For churches with worship bands, finding and keeping enough trained musicians to play all the instruments can be a struggle, said Darryl Ferrington, a music professor at New Orleans Baptist Theological Seminary. But he’s found the use of iPads and apps to be a way to fill in the gaps.
Ferrington spent the past year studying the use of iPads as instruments for his sabbatical project. What he found should serve as an encouragement to churches that struggle to find musicians to lead corporate worship. Ferrington published his research findings at www.appsinworship.com, along with keyboard, guitar, bass, and drum app evaluations, and a detailed guide for implementing the concept in a local church.
Often presented as a novelty, numerous iPad performances have gone viral on social media in recent years. After seeing several novelty performances, Ferrington wondered if app-based instruments could help churches improve their Sunday morning corporate worship.
“Mainly, the idea is geared toward small churches who perhaps have a good guitar player and a good keyboard player, but don’t have a bass player or a drummer,” Ferrington said. “They can pull up an iPad and use one of the recommended bass or drum apps until they develop a musician or pray one into the church.”
As a professor teaching in a church music program, Ferrington remains deeply connected to the local church worship ministries. He is convinced that having someone play an iPad app is more desirable than using soundtracks — especially in a church trying to do contemporary worship.
The app-based instruments also provide individuals with an opportunity to serve the local church. Ferrington is convinced that better music and worship leadership encourages greater worship participation by the rest of the congregation.
“The goal [of the worship team] is to get the congregation wholeheartedly singing their praises to God,” Ferrington said. “Worship is a command from God. The better quality of musicians who are playing, the better the congregation will sing.”
When identifying people to play an iPad as an instrument in worship, Ferrington is not looking for a highly skilled musician. However, some basic music experience is helpful.
“I am not looking for someone who has an undergraduate degree in music or took piano for 12 years,” Ferrington said. “I am looking for someone who took choir or band a few years in high school or someone who has a basic, rudimentary understanding of music.”
Since the goal is ultimately about edifying the church, willingness goes a long way, Ferrington said. He also noted a good ear and some basic music training will help things go a lot further, a lot faster, with less effort.

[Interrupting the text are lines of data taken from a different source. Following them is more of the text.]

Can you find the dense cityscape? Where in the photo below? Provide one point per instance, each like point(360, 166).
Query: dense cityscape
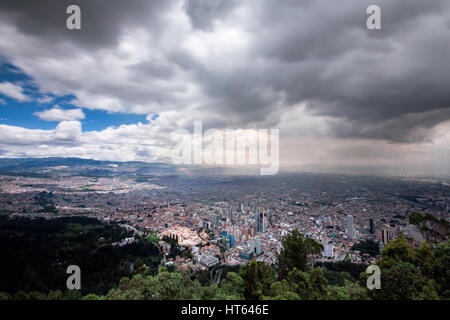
point(229, 220)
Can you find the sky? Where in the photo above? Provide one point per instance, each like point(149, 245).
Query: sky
point(344, 98)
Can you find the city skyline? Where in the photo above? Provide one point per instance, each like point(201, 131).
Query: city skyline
point(346, 99)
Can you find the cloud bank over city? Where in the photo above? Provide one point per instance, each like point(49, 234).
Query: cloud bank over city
point(342, 96)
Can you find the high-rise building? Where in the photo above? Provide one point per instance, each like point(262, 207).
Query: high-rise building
point(371, 226)
point(328, 250)
point(262, 227)
point(256, 217)
point(350, 230)
point(258, 246)
point(231, 237)
point(385, 235)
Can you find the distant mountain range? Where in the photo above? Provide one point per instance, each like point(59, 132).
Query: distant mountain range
point(77, 166)
point(47, 167)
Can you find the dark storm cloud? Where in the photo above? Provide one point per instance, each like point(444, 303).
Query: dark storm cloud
point(203, 12)
point(321, 52)
point(390, 84)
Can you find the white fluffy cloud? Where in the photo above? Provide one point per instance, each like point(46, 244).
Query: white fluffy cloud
point(13, 91)
point(311, 69)
point(58, 114)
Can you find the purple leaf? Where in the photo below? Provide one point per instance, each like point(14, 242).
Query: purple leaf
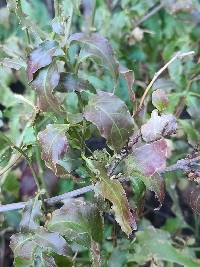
point(112, 118)
point(192, 196)
point(41, 57)
point(158, 126)
point(78, 221)
point(100, 48)
point(54, 145)
point(129, 77)
point(44, 84)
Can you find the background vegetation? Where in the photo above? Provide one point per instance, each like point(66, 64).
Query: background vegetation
point(144, 35)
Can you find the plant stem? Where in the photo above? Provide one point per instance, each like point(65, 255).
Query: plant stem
point(178, 55)
point(49, 201)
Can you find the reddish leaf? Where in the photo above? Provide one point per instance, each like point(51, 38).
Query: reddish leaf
point(41, 57)
point(129, 77)
point(151, 158)
point(112, 118)
point(44, 84)
point(192, 196)
point(158, 126)
point(54, 145)
point(100, 48)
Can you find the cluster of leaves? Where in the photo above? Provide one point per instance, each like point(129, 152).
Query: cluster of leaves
point(77, 90)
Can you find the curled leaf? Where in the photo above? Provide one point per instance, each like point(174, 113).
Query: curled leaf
point(158, 126)
point(78, 221)
point(112, 118)
point(192, 196)
point(44, 84)
point(54, 145)
point(113, 191)
point(100, 48)
point(129, 77)
point(41, 57)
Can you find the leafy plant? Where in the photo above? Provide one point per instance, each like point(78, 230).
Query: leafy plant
point(74, 94)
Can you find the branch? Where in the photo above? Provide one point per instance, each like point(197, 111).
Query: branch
point(150, 14)
point(182, 164)
point(178, 55)
point(49, 201)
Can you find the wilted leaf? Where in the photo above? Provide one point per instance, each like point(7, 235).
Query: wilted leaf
point(112, 118)
point(31, 215)
point(129, 77)
point(13, 63)
point(54, 145)
point(154, 182)
point(151, 158)
point(51, 241)
point(88, 7)
point(42, 56)
point(160, 99)
point(70, 82)
point(192, 196)
point(113, 191)
point(44, 84)
point(78, 221)
point(158, 126)
point(155, 244)
point(100, 47)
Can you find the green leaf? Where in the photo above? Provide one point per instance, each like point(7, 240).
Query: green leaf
point(113, 191)
point(31, 215)
point(44, 84)
point(52, 242)
point(100, 47)
point(112, 118)
point(160, 99)
point(78, 221)
point(54, 145)
point(42, 56)
point(155, 244)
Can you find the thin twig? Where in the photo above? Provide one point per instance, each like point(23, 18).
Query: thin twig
point(178, 55)
point(150, 14)
point(183, 164)
point(49, 201)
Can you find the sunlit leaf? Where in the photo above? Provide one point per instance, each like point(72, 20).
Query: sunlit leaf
point(158, 126)
point(151, 158)
point(42, 56)
point(112, 118)
point(54, 145)
point(78, 221)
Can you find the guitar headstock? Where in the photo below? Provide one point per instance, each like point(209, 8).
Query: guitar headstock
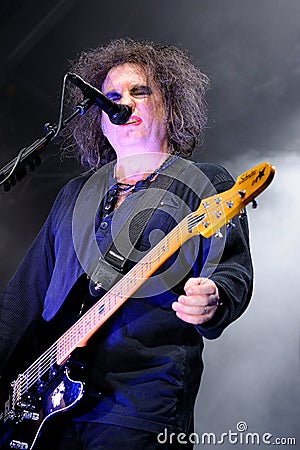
point(217, 210)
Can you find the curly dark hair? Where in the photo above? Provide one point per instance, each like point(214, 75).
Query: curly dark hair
point(181, 84)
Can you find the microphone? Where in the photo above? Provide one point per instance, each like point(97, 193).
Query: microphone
point(118, 114)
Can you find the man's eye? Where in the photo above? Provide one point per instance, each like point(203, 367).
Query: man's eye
point(141, 91)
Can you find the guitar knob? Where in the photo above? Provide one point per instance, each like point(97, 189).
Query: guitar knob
point(218, 234)
point(254, 204)
point(230, 224)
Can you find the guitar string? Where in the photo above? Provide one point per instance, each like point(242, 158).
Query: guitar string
point(51, 353)
point(39, 367)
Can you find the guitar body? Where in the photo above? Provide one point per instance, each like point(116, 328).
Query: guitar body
point(45, 389)
point(33, 426)
point(33, 421)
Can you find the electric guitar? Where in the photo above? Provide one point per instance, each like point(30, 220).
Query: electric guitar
point(45, 389)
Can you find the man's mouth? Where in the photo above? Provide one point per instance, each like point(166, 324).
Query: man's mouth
point(133, 120)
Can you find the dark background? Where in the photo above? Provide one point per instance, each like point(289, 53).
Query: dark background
point(250, 49)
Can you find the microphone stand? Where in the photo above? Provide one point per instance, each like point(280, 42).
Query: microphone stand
point(16, 169)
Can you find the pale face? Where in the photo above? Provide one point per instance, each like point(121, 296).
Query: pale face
point(145, 130)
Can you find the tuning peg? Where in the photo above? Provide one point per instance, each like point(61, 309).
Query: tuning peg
point(218, 234)
point(254, 204)
point(242, 213)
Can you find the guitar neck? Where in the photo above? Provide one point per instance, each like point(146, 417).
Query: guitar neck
point(88, 324)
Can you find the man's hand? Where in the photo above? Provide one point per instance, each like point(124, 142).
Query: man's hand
point(200, 302)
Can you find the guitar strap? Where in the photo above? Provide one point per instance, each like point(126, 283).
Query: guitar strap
point(112, 265)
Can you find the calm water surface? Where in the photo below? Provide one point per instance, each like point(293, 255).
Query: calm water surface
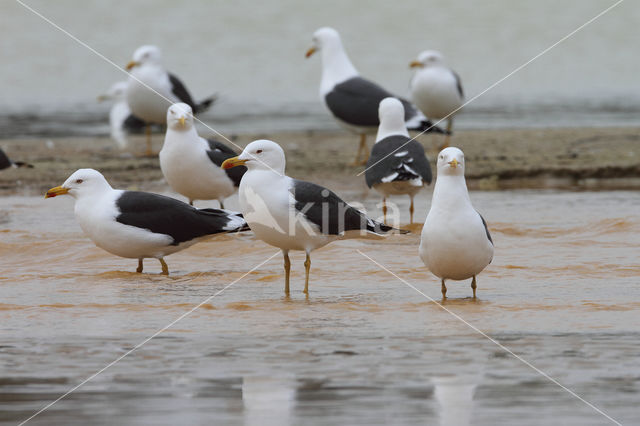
point(364, 348)
point(252, 54)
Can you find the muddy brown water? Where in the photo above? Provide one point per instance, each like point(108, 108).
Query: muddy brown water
point(364, 348)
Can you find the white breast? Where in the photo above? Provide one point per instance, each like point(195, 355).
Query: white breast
point(189, 171)
point(150, 105)
point(454, 244)
point(97, 218)
point(434, 91)
point(269, 209)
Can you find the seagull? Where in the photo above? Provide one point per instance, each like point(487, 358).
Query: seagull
point(191, 164)
point(120, 118)
point(151, 89)
point(352, 100)
point(292, 214)
point(139, 225)
point(436, 89)
point(397, 164)
point(455, 242)
point(6, 162)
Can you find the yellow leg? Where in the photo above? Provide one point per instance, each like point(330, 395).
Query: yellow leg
point(384, 209)
point(474, 286)
point(362, 147)
point(287, 270)
point(165, 268)
point(365, 150)
point(447, 137)
point(307, 267)
point(411, 211)
point(147, 131)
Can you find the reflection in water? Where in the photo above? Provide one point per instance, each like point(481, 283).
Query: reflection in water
point(268, 400)
point(455, 396)
point(562, 292)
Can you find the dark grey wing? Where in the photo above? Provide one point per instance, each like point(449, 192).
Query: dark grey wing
point(486, 229)
point(397, 158)
point(356, 100)
point(333, 216)
point(178, 89)
point(458, 84)
point(165, 215)
point(218, 152)
point(5, 163)
point(133, 123)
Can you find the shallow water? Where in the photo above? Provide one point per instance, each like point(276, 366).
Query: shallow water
point(364, 348)
point(252, 55)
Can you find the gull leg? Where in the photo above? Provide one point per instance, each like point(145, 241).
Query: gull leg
point(365, 151)
point(147, 131)
point(474, 286)
point(411, 211)
point(287, 270)
point(447, 137)
point(384, 209)
point(363, 143)
point(165, 268)
point(307, 267)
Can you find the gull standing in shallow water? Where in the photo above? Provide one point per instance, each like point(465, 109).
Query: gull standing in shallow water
point(292, 214)
point(352, 100)
point(455, 242)
point(120, 118)
point(436, 89)
point(397, 164)
point(191, 164)
point(140, 225)
point(151, 89)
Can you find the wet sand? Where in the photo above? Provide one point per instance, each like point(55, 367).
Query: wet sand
point(364, 348)
point(591, 158)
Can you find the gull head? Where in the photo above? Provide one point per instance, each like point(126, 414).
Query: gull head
point(180, 117)
point(259, 155)
point(391, 114)
point(451, 162)
point(115, 93)
point(82, 182)
point(146, 54)
point(324, 37)
point(428, 58)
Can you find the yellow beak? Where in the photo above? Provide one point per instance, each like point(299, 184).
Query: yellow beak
point(310, 52)
point(132, 64)
point(58, 190)
point(232, 162)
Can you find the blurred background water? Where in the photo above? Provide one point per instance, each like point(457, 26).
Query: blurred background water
point(252, 54)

While Ferrington conceived the idea to “round out” the contemporary worship band at his small church, he believes it can help larger churches with traditional choral programs. Choir pieces often call for instruments that are not available in a particular church, Ferrington said. Through iPad apps, a flute or trumpet part can be added to the piece even if a flutist or trumpet player is not available.
Ferrington credits the use of iPad apps for not only encouraging greater worship participation at his church, but also encouraging him to want to pick up a bass guitar and learn to play it.
— Gary D. Myers is director of public relations for New Orleans Baptist Theological Seminary.